Factors Contributing To Breakout Performance

Part 1: The breakout day volume

This week we start a series of articles on what determines a viable breakout from a cup-with-handle chart pattern. By a viable breakout we mean:
  1. More likely than not to provide the opportunity for a gain of at least 25%
  2. Low probability of failure (by which we mean low probability of being stopped out using an 8% stop loss).
  3. Likely to achieve the profit objective within six months.
We start today by looking at the most fundamental question: what constitutes a breakout?

The first requirement is that a breakout must exceed a target price.
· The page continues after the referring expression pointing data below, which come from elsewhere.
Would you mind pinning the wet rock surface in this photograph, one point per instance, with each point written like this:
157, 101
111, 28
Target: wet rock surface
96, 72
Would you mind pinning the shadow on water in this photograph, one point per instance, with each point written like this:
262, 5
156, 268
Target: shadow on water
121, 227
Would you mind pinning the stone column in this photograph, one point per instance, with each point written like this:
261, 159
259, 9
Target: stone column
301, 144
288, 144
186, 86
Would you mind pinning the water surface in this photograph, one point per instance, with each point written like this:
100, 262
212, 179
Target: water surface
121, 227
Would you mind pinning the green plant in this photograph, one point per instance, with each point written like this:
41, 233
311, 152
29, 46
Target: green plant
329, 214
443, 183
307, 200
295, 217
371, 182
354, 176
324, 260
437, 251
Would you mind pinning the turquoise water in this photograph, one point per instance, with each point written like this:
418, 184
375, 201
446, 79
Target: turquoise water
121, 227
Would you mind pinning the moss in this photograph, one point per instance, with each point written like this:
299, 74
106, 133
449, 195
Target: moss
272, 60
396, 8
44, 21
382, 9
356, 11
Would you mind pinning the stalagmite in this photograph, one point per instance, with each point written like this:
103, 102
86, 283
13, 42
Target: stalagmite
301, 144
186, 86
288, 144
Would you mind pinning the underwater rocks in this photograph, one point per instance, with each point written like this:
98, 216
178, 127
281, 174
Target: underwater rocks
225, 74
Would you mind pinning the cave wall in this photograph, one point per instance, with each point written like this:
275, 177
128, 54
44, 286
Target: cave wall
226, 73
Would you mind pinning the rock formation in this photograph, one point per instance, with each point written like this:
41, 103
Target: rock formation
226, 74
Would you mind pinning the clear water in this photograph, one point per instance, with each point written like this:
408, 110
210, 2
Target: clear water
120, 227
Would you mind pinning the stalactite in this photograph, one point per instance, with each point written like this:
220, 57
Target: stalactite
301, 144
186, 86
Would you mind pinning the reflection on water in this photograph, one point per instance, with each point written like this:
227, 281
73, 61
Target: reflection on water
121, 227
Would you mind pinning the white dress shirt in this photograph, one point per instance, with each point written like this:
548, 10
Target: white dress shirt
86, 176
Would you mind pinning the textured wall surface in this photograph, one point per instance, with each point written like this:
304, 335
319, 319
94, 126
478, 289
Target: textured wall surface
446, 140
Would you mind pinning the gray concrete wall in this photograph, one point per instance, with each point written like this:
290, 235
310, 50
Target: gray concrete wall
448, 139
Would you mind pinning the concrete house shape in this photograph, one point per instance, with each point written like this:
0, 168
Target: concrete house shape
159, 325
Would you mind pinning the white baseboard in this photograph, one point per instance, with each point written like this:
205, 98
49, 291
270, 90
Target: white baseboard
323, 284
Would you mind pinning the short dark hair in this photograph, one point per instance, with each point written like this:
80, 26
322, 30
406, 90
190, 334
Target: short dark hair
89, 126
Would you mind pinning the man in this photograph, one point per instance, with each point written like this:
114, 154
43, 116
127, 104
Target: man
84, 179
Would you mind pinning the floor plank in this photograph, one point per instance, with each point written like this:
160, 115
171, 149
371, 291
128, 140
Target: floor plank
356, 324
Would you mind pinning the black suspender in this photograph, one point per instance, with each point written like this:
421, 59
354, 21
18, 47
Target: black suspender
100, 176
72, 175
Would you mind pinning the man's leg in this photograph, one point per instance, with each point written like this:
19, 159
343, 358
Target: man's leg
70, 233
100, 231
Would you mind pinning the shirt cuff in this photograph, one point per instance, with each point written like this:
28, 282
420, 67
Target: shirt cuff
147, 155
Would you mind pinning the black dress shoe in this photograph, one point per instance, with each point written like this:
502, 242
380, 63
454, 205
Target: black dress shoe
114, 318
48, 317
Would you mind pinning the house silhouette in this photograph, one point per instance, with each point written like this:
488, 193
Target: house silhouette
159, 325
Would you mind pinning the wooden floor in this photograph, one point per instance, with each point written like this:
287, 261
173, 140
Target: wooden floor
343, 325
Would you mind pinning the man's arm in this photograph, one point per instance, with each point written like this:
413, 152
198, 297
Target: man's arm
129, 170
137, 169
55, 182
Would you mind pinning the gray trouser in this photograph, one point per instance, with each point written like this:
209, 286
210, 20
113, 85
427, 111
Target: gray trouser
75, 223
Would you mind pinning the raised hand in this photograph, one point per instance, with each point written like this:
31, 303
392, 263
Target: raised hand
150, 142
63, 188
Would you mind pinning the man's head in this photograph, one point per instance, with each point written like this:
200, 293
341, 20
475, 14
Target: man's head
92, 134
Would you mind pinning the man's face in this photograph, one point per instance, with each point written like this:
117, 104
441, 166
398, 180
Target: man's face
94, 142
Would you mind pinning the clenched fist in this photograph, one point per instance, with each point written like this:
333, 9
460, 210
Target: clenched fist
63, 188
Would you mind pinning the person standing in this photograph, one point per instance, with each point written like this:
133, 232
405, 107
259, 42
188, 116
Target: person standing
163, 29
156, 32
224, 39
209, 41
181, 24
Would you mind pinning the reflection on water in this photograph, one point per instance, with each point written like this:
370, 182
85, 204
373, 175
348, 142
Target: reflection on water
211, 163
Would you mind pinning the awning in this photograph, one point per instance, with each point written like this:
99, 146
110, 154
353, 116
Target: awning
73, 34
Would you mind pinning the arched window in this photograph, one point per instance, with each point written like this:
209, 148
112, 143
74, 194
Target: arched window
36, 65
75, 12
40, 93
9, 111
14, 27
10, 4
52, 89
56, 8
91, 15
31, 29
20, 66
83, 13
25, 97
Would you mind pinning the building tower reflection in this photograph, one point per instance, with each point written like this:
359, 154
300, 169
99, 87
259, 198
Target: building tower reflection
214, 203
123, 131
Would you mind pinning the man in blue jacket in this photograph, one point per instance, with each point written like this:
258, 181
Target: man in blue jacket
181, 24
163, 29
For our purposes, the target price is determined by the pivot point of the chart pattern that applies to the stock. We usually refer to it as the breakout price or BoP and for our analysis we are going to require that the BoP be $0.10 above the pivot.

The second requirement is that the stock must close the day above its BoP.

Thirdly, the daily volume must exceed the average volume by some factor. Since we began our site in 2003, we have assumed the necessary factor was 1.5 times the 50 day average volume. This factor comes from the work of William O'Neil who suggested it in "How to Make Money in Stocks". We have never examined that assumption and that's our focus in this article.

Methodology

To examine the relationship between volume and subsequent performance we examined our database of cup-with-handle stocks going back to January, 2004. For each stock on cup-with-handle watchlist, we selected those that closed above the breakout price (BoP) and noted their volume and 50 day average volume on that day. For the purposes of this discussion we will call that breakout day (BD).  We ignored whether or not we had classified it as a breakout on that date because that was an assumption that we were testing.

We then looked at the price in the six months following BD. If the intraday price fell by more than 8% from the BoP, then we counted that as the fail date. We then took the highest intraday price before either the fail date or the six-month end date.

Next, we calculated two variables:

advRatio = (Volume on BD)  / (50 day average volume at BD)
i.e. the ratio of BDday volume to adverage daily volume

maxGain = ((highest intraday high after BD) / (BoP at BD) - 1) x 100.
i.e. the profit if bought at the BoP and sold at the subsequent intraday high

While achieving the maximum gain in real life would be difficult, this allows us to examine the relationship between performance after breakout day and volume on breakout day.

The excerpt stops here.